Flow in the cell chamber is not always a bad thing, either. The gradients can be easier to manipulate, faster to set up and stabilize and can mimic aspects of natural environment such as are found in ground water or the human digestive system. Arul Jayaraman’s μFlow system, for example, allows liquid from separate channels to repeatedly mix and split until a stream emerges that may be of any desired strength and concentration, with a stable gradient generated within five to 10 minutes [4]. He uses this system to query highly motile lab-strain bacteria. “I don’t care if I wash out 90%, because I get enough reliable data in the 10% that registers,” says Jayaraman, professor of chemical engineering at Texas A&M University.

Off the shelf?

Although there are a few products on the market from companies such as BellBrook Labs and ibidi, commercialization of microfluidic chemotactic assay devices has not yet taken off [1]. Instead, researchers will typically use their own design or one developed in another scientific lab and use it with off-the-shelf components like pumps and tubing (if required). The devices can be manufactured by a scattering of facilities, such as the Microtechnology Medicine Biology Lab Foundry (MMB) at the University of Wisconsin (UW) and Dolomite Microfluidics, notes Erwin Berthier, a research scientist at UW’s MMB Lab.
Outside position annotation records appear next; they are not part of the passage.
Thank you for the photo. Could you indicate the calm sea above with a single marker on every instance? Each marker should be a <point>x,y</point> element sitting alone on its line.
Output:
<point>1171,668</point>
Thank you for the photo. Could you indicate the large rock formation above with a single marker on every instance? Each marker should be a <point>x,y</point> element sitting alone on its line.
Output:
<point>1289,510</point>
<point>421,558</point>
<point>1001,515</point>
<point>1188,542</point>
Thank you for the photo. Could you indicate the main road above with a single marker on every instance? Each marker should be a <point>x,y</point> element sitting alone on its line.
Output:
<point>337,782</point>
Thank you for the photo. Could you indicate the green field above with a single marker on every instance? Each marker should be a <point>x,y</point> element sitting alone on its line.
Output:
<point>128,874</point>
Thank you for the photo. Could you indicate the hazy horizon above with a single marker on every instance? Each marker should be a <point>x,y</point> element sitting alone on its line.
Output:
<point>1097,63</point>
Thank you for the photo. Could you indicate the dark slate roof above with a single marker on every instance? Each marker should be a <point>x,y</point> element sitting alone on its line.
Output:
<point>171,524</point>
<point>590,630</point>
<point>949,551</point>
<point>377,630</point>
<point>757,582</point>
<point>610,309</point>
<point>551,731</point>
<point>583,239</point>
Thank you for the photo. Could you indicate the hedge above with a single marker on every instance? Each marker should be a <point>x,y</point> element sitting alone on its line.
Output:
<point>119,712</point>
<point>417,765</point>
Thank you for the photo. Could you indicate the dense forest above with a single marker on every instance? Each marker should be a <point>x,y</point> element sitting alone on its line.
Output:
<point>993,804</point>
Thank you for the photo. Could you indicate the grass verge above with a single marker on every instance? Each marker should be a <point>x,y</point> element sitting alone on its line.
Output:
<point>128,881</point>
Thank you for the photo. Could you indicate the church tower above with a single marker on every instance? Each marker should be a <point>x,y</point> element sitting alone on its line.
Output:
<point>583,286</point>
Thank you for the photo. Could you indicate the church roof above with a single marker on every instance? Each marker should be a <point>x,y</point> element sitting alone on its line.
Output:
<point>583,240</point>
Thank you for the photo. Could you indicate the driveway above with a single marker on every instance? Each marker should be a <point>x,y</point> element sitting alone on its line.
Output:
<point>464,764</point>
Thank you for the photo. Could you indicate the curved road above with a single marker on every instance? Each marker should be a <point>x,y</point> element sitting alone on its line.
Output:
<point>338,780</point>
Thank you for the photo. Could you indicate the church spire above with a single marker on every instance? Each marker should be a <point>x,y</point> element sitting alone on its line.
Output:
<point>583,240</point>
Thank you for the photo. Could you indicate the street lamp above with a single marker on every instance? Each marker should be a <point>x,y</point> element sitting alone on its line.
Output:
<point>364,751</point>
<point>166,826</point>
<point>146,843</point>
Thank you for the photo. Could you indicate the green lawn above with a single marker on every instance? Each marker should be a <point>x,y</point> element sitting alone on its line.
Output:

Commercial or DIY, flow-based or static, the advantage of microfluidic devices over traditional, larger-scale devices is that you have a big toolbox, affording greater control and flexibility in setting up gradients, greater sensitivity and statistical power in the experiments and the ability to observe behavior on both the individual and population scales. Who says great things don’t come in small packages?

References

[1] Sackmann, EK, et al., “The present and future role of microfluidics in biomedical research,” Nature, 507:181–9, 2014. [PMID: 24622198]

[2] Son, K, et al., “Bacteria can exploit a flagellar buckling instability to change direction,” Nat Physics, 9:494–8, 2013. [Article link]

[3] Ahmed, T, et al., “Microfluidics for bacterial chemotaxis,” Integr Biol, 2:604–29, 2010. [PMID: 20967322]

[4] Englert, DL, et al., “Flow-based microfluidic device for quantifying bacterial chemotaxis in stable, competing gradients,” Appl Environ Microbiol, 75:4557–64, 2009. [PMID: 19411425]

Image: The ibidi μ-Slide Chemotaxis3D.